A 51-year-old flight attendant has completed a swift and stunning rise to CEO of Air New Zealand.

A 51-year-old flight attendant has completed a swift and stunning rise to CEO of Air New Zealand.

New Zealand’s national carrier, Air New Zealand, has expressed great enthusiasm in announcing its new CEO today: 51-year-old Nathan Guy, a flight attendant who has spent about 1200 hours on the job.

Guy joined the company as a fresh-faced, wide-eyed flight attendant serving now-reduced domestic routes in November of 2020, and has since spent a full and fruitful year, in his words, “learning the ropes.”

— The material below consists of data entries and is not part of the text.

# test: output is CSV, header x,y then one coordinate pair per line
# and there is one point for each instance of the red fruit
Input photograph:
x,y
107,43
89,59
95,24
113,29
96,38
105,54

Spoken to just two months ago, Guy said he had no intention of moving up the ladder – let alone taking control of the entire $2 billion company – any time soon, emphasising that he still had “so much to learn” before he could further his aspirations with the airline.

Asked today what had changed since he made those comments, Guy said he had “now learned everything.”

“Obviously back then I had so much to grapple with, even just to get my feet steady, but now, I’ve grappled with it,” he said. “To be a flight attendant you have to do things like serve coffee, and smile at people, and help the drunk man wipe his vomit off his shirt and onto the armrest. But to be CEO, you have to really understand the physical and social infrastructure of the whole company, and really how your internal operations exist in this wider ecosystem of what is, partially an international business, and ultimately planes, and engines, and fuselage and so forth. And I now know all of that.”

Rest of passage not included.